Answer
(a) B
(b) $speed=1~m/s$
(c) $speed=2~m/s$
(d) $speed=0.5~m/s$
Work Step by Step
(a) The slope of a straight-line segment on a position-versus-time graph is equal to the velocity of the object. If the segment points up, the velocity is positive. If the segment points down, the velocity is negative. The speed is the magnitude of the velocity. So, it does not matter if the segment points up or down. We just need to observe the absolute value of the slope of the straight-line segment.
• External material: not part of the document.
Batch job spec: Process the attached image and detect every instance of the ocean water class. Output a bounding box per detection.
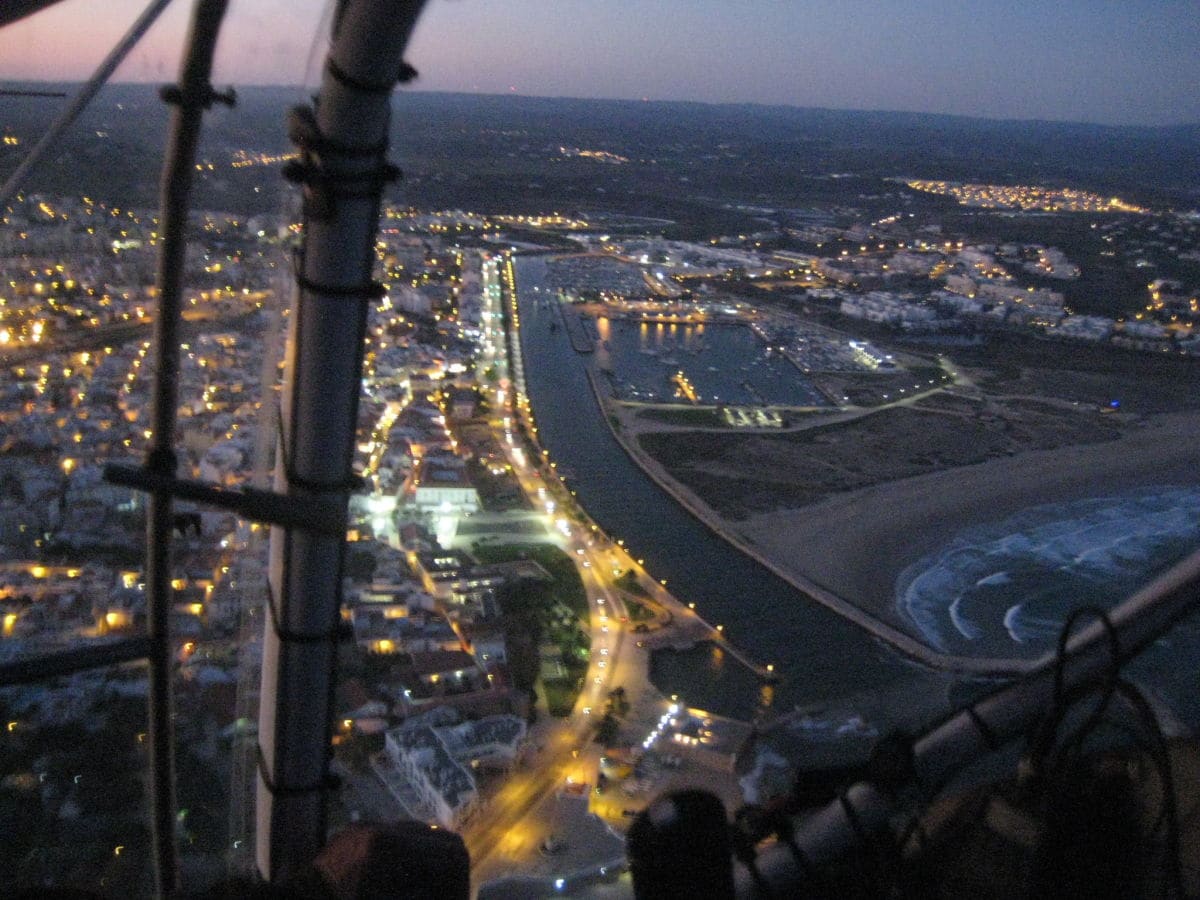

In this case, the player has the greatest speed on B.
(b) The segment A starts with $x_{0}=3~m,~t_{0}=0$ and finishes with $x_{1}=1~m,~t_{1}=2~s$.
$v_{av}=\frac{x_{1}-x_{0}}{t_{1}-t_{0}}=\frac{1~m-3~m}{2~s-0}=-1m/s$
$speed=|-1~m/s|=1~m/s$
(c) The segment B starts with $x_{1}=1~m,~t_{1}=2~s$ and finishes with $x_{2}=3~m,~t_{2}=3~s$.
$v_{av}=\frac{x_{1}-x_{0}}{t_{1}-t_{0}}=\frac{3~m-1~m}{3~s-2~s}=2m/s$
$speed=|2~m/s|=2~m/s$
(d) The segment C starts with $x_{2}=3~m,~t_{2}=3~s$ and finishes with $x_{3}=2~m,~t_{3}=5~s$.
$v_{av}=\frac{x_{3}-x_{2}}{t_{3}-t_{2}}=\frac{2~m-3~m}{5~s-3~s}=-0.5m/s$
$speed=|-0.5~m/s|=0.5~m/s$